Beyond the synonymous haplotypes, of whatever multiplicity, generated during the treatment, the conservative substitutions expressing alternative fitness-enhanced phenotypes should be considered. The distribution of the 10 top haplotypes and phenotypes in each sample are represented, in descending order of frequency, in Figure 5. The last four samples show the top ten haplotypes at low and very similar frequencies, indicating similar fitness. The corresponding phenotype distributions show a prominent master but a series of alternative phenotypes at sensible frequencies. Analyzing the amino acid changes that these haplotypes introduce with respect to the master phenotype in the d0 sample, we see that all could be the product of a single nucleotide substitution, and the resulting amino acids have similar chemical characteristics to the wild type (Table 2 and Supplementary Figure S11) compatible with moderate-to-fitness-enhanced alternative phenotypes.

3. Discussion

In our study, we observed the cumulative effect of three different ribavirin treatment regimens (currently, the only clinical option), with EOTs, and large periods with no treatment in between, and we compared the effect at the nucleotide (genotype) and amino acid (phenotype) level. The master haplotype at mid frequencies (24.7–44.3%) was maintained up to 1162d; a new master haplotype appeared at 1358d with higher frequency (59.7%); and a new master haplotype was generated in each successive sample, with very low frequencies (4.1–6.1%), showing an unstructured collection of genomes when the viral population showed insensitivity to increase in RBV amounts (1414d to 2135d) at the nucleotide level. Interestingly, first treatment at the naïve-treatment time, with 200 mg RBV, seemed to be effective since RNA achieved negativization 90 days after starting treatment, at least with the diagnostic sensitivity used at that time using plasma sample, suggesting that lethality could have been achieved. However, by stopping treatment, possibly too early in time, the virus had not reached complete extinction. Basal viral replication likely generated a drifting mutant cloud with continuous loss of the master sequence due to the advantage of genomes lying on a high fitness plateau [25,26] (reviewed in Tejero et al. [27]) and helped the population to move through the sequence space changing the master sequence in 1358d (frequency of 59.7%) and a subsequent jump to a new master sequence. The most breaking result in our study is that, at the nucleotide level, dynamics of viral quasispecies look like there is a loss in the fitness of the master sequence, but, at the phenotype level, once the virus found the new master sequence at day 1414d, it becomes highly dominant (66.86% at day 2135d) despite the increase in the amount of RBV provided. Quasispecies theory suggests that viruses could also achieve resistance by moving to flatter regions of the fitness landscape, where the density of neutral mutations is higher (survival of the flattest) [28,29].

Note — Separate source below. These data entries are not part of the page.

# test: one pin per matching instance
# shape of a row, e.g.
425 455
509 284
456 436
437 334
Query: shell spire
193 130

Treating chronic HEV infection, primarily affecting immunocompromised patients, is challenging due to the absence of direct-acting antiviral drugs for HEV. The virus’s high mutation rate, and high viral loads in these patients pose an added problem, reducing the effectiveness of repurposed drugs like sofosbuvir for antiviral treatment. Currently, Ribavirin (RBV) is the only effective drug against HEV due to its multiple mechanisms of action [30], including a putative lethal mutagenesis effect [17,31].
Lethal mutagenesis is based on the idea that RNA viruses replicate at an exceptional high mutation rate, nearing what’s known as error catastrophe [32,33]. Eigen’s original theory proposes that a quasispecies can remain stable despite a high mutation rate. However, even small increases in mutation rate can disrupt this equilibrium, leading to loss of the master sequence and meaningful genetic information due to a surge in errors [34].

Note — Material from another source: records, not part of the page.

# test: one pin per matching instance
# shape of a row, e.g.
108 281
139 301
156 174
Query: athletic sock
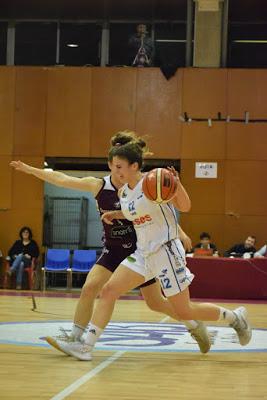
93 334
191 324
227 315
77 331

Initially, error catastrophe described the deterioration of cellular functions in the context of aging [35]. It was later adapted to the quasispecies theory [36], signifying a critical transition from a structured distribution of viral genomes, usually dominated by a master sequence, to an unstructured collection of genomes, without a master sequence. Lethal mutagenesis aims to render a viral population nonfunctionally by elevating the average mutation rate beyond a specific threshold, often achieved through the use of mutagenic agents.

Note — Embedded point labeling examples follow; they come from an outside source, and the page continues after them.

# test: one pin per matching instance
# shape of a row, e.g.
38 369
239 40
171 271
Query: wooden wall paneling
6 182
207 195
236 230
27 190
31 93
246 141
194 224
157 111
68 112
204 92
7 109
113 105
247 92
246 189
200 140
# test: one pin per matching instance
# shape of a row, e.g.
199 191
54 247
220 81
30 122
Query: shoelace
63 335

RBV-mediated lethal mutagenesis (extinction through an increase in mutant spectrum complexity and decrease in specific infectivity) has been reported for HCV in cell cultures [37] and in other viruses [17]. Early studies on foot-and-mouth disease virus (FMDV) revealed that viral populations with high fitness and large population sizes exhibited reduced susceptibility to mutagenic agents, leading to delayed virus extinction [38]. In our study, the sustained viral loads along the treatments, with low effectivity, could be, in part, explained by the presence of a highly fit viral population.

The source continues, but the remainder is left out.